[image-1]South Carolina no longer ranks as the deadliest state in the nation for women murdered by men, but the rate of female homicide victims still outpaces the national average.
Moving to the fifth spot nationwide, according to a report from the Violence Policy Center, the number of women murdered by men in South Carolina dropped from 2.3 per 100,000 women in 2013 to 1.7 in 2014. Analyzing the most recent data from the FBI, Alaska was found to have the highest homicide rate for women in the United States, totaling 3.2 murders per 100,000 females.
In 2014, 43 women were killed by men in the state of South Carolina, 93 percent of which died at the hands of someone they knew. In most cases the victims were the wives, ex-wives, or girlfriends of the offenders. The average age of women murdered by men in South Carolina was 44.

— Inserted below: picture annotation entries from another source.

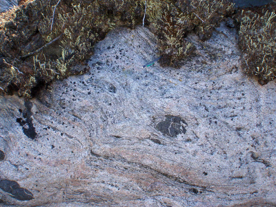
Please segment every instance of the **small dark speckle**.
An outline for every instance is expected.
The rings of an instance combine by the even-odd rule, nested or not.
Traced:
[[[0,150],[0,161],[2,161],[5,158],[5,154],[2,150]]]
[[[198,193],[198,191],[195,188],[193,188],[190,189],[190,190],[193,193],[194,193],[197,194]]]
[[[158,139],[152,139],[151,140],[152,140],[154,143],[156,143],[156,144],[161,144],[161,142]]]

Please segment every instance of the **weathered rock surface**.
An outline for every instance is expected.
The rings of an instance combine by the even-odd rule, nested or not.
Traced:
[[[0,13],[5,12],[11,7],[18,5],[17,0],[1,0],[0,1]]]
[[[87,73],[0,97],[0,205],[276,206],[275,80],[244,74],[233,29],[187,38],[180,69],[143,68],[155,37],[117,28]]]

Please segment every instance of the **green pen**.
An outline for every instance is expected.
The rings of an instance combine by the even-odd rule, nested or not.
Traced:
[[[156,59],[155,59],[152,61],[151,61],[149,63],[148,63],[145,65],[144,65],[143,66],[143,68],[145,68],[146,67],[149,67],[150,66],[153,64],[155,62],[159,60],[161,57],[162,57],[162,56],[160,56],[160,57],[157,57],[157,58],[156,58]]]

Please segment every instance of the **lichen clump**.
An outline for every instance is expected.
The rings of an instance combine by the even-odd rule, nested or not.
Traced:
[[[233,15],[227,0],[147,1],[146,25],[156,36],[163,66],[179,67],[193,53],[194,47],[185,38],[188,33],[207,39],[220,22]],[[53,80],[86,72],[87,68],[74,66],[83,64],[110,30],[141,24],[145,7],[144,0],[27,0],[1,14],[0,91],[30,97]],[[239,32],[247,71],[270,80],[275,76],[275,13],[249,11],[236,16],[242,24]]]
[[[72,68],[95,43],[116,26],[133,28],[143,15],[140,1],[63,0],[51,30],[57,2],[27,1],[0,16],[0,91],[29,98],[52,80],[85,72]]]
[[[238,33],[244,67],[261,84],[276,77],[276,2],[258,9],[239,12]]]
[[[164,57],[161,65],[179,67],[194,49],[185,39],[187,34],[193,30],[201,40],[209,39],[214,28],[233,13],[233,5],[225,0],[149,1],[148,19],[156,30],[160,55]]]

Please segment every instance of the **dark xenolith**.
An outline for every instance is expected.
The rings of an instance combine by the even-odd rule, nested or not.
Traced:
[[[20,187],[17,182],[8,180],[0,180],[0,188],[14,198],[20,200],[28,200],[34,198],[32,193]]]
[[[166,135],[175,137],[179,134],[186,133],[185,127],[187,125],[181,117],[166,115],[164,120],[159,122],[157,124],[156,129]]]

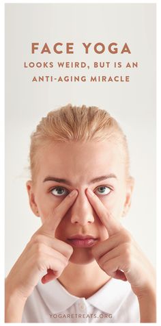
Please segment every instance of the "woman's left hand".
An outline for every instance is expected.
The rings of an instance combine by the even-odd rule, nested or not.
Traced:
[[[139,298],[155,293],[155,271],[130,233],[108,212],[93,192],[87,198],[102,224],[108,238],[91,247],[100,268],[115,279],[128,281]]]

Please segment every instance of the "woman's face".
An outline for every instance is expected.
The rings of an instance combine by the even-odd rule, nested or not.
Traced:
[[[76,201],[59,225],[55,237],[67,243],[76,234],[92,235],[98,241],[107,239],[107,230],[90,204],[86,190],[91,189],[117,219],[128,210],[132,186],[127,182],[118,145],[108,141],[49,145],[40,151],[38,160],[35,185],[29,181],[27,186],[31,208],[35,214],[38,210],[42,223],[69,192],[76,189]],[[90,247],[73,249],[71,262],[93,261]]]

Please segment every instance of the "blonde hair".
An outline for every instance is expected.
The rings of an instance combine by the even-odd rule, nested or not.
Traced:
[[[129,153],[126,137],[116,120],[105,110],[95,106],[68,104],[50,112],[42,118],[31,135],[30,171],[35,179],[38,151],[48,144],[111,140],[121,147],[126,171],[129,171]]]

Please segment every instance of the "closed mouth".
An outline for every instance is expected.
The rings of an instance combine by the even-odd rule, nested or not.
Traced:
[[[98,238],[91,235],[75,234],[67,239],[68,242],[71,245],[77,247],[92,247],[98,240]]]

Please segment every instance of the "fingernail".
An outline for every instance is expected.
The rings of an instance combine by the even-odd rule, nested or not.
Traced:
[[[76,196],[76,195],[78,194],[78,191],[74,189],[74,190],[72,190],[72,191],[70,193],[69,197],[74,197],[74,196]]]
[[[88,194],[90,195],[90,196],[92,196],[93,197],[94,196],[94,192],[93,192],[93,191],[91,190],[91,189],[87,189],[87,192]]]

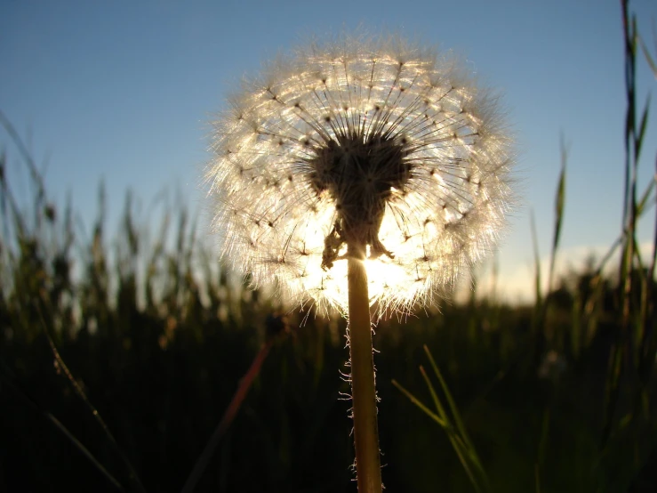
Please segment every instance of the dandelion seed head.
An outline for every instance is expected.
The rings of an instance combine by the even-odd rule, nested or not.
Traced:
[[[213,125],[222,255],[292,303],[346,311],[348,255],[380,313],[430,303],[495,245],[514,199],[497,98],[398,39],[279,57]]]

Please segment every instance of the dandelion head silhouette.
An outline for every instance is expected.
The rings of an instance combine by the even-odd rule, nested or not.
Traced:
[[[513,200],[497,98],[451,55],[399,39],[280,57],[212,137],[224,258],[293,303],[344,312],[349,255],[380,312],[431,303],[496,243]]]

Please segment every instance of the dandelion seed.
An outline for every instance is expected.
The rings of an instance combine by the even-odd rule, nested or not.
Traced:
[[[511,140],[496,98],[449,56],[343,38],[276,61],[231,106],[207,179],[223,255],[256,285],[345,313],[357,245],[370,303],[408,310],[496,243]]]
[[[348,315],[358,491],[380,493],[370,307],[430,303],[495,243],[513,165],[495,99],[449,58],[345,38],[232,102],[207,174],[223,255]]]

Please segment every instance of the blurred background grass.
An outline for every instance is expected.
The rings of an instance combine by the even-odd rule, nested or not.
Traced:
[[[624,12],[623,234],[608,257],[579,271],[542,272],[547,293],[537,261],[533,305],[479,296],[473,282],[466,301],[378,325],[389,491],[477,488],[453,435],[392,384],[431,407],[434,389],[419,370],[431,368],[425,344],[477,449],[483,489],[657,490],[655,255],[642,258],[635,234],[637,220],[654,214],[654,182],[637,183],[649,116],[633,78],[637,57],[652,59]],[[243,289],[184,208],[153,224],[136,217],[128,194],[110,236],[101,186],[98,219],[84,231],[70,204],[49,200],[20,137],[2,123],[31,195],[15,196],[0,155],[0,489],[180,491],[269,341],[196,490],[354,491],[344,320],[284,312],[266,293]],[[567,218],[566,158],[553,259]]]

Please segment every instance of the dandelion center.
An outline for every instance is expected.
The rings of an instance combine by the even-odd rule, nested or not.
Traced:
[[[413,165],[405,162],[404,144],[386,137],[330,140],[308,162],[308,178],[318,195],[328,192],[337,219],[324,238],[322,267],[330,269],[343,244],[349,255],[394,258],[379,238],[386,204],[393,190],[403,190]]]

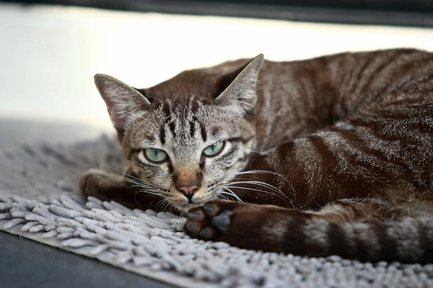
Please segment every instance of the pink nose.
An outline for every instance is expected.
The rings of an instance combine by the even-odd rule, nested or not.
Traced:
[[[197,185],[193,184],[191,186],[178,186],[177,189],[182,191],[185,195],[194,195],[199,187]]]

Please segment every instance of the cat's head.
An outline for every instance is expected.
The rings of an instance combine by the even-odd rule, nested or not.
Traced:
[[[129,171],[180,211],[224,198],[255,144],[256,81],[263,55],[185,71],[148,89],[95,76]],[[149,191],[149,189],[143,190]]]

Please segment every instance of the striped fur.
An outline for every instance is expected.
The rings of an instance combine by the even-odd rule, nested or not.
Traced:
[[[433,261],[433,54],[259,55],[147,89],[95,83],[129,165],[84,173],[85,196],[187,212],[190,236],[243,248]]]

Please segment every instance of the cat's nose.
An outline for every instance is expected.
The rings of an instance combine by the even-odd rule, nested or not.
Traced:
[[[198,184],[192,183],[187,185],[177,185],[176,188],[182,192],[189,200],[191,200],[194,194],[200,188],[200,186]]]

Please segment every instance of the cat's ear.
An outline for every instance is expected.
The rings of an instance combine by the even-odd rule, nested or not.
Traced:
[[[256,82],[264,61],[263,54],[257,56],[246,66],[215,101],[234,105],[246,114],[251,114],[257,102]]]
[[[95,75],[95,84],[105,101],[113,125],[119,133],[126,130],[140,110],[150,105],[147,98],[139,91],[111,76]]]

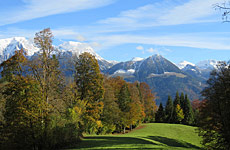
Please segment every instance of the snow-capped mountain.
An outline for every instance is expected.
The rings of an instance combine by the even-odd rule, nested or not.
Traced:
[[[146,82],[154,89],[161,102],[166,102],[167,96],[174,96],[177,91],[187,93],[191,99],[198,98],[203,87],[199,80],[192,78],[161,55],[120,62],[105,73],[112,77],[122,76],[128,82]]]
[[[32,40],[27,40],[24,37],[13,37],[0,39],[0,62],[7,60],[16,50],[24,48],[28,56],[38,52],[38,48],[34,46]]]
[[[177,67],[180,69],[183,69],[184,67],[186,67],[187,65],[191,65],[191,66],[195,66],[195,64],[190,63],[188,61],[182,61],[179,64],[177,64]]]
[[[196,66],[200,69],[216,69],[218,61],[216,60],[204,60],[200,61],[196,64]]]
[[[57,48],[61,53],[71,53],[72,55],[79,56],[81,53],[88,52],[94,55],[97,60],[104,60],[87,43],[68,41],[62,43]]]
[[[83,52],[89,52],[98,60],[101,70],[108,69],[114,65],[114,63],[110,63],[99,56],[87,43],[68,41],[54,47],[62,57],[67,59],[75,55],[79,56]],[[33,56],[39,51],[39,48],[37,48],[33,43],[33,39],[26,39],[25,37],[0,39],[0,63],[10,58],[12,55],[14,55],[16,50],[20,50],[21,48],[26,51],[27,56],[29,57]]]
[[[217,64],[218,64],[218,61],[216,60],[204,60],[204,61],[198,62],[196,65],[189,63],[187,61],[183,61],[182,63],[179,63],[177,66],[183,72],[186,72],[192,77],[205,82],[209,78],[210,72],[213,69],[217,68]]]
[[[142,61],[144,58],[141,57],[134,57],[131,61]]]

Nationwide, the rate of female homicides committed by men in one-on-one attacks has dropped 31 percent between 1996 and 2014, the most recent year in which comprehensive data is available. In 2015, South Carolina Governor Nikki Haley signed the state’s Domestic Violence Reform Act into law following increased attention brought to the issue of violence against women from Post and Courier’s Pulitzer Prize-winning investigative series “Till Death Do Us Part.” The new law established a mandatory lifetime ban on possessing a firearm for those convicted of the highest felony offense. For cases in which the murder weapon could be determined, the Violence Policy Center’s most recent report found that 63 percent of female victims were shot and killed by firearms.
“Women are almost always killed by someone they know, and the majority are victims of domestic homicide. Local, state, and national policymakers must make preventing domestic violence a priority,” argued Violence Policy Center Legislative Director Kristen Rand in a statement. “Guns in the hands of abusers can escalate domestic violence to homicide in the blink of an eye. Removing guns from a domestic violence situation is crucial.”
Across the country, more than 1,600 women were murdered by men in 2014. Of the 10 states with the highest rate of women killed by men, six are in the South as defined by the U.S. Census regional map. An examination of emergency room visits resulting from attacks by a spouse or intimate partner conducted by researchers at West Virginia University discovered that patients were more likely to live in low-income communities and in the Southern United States.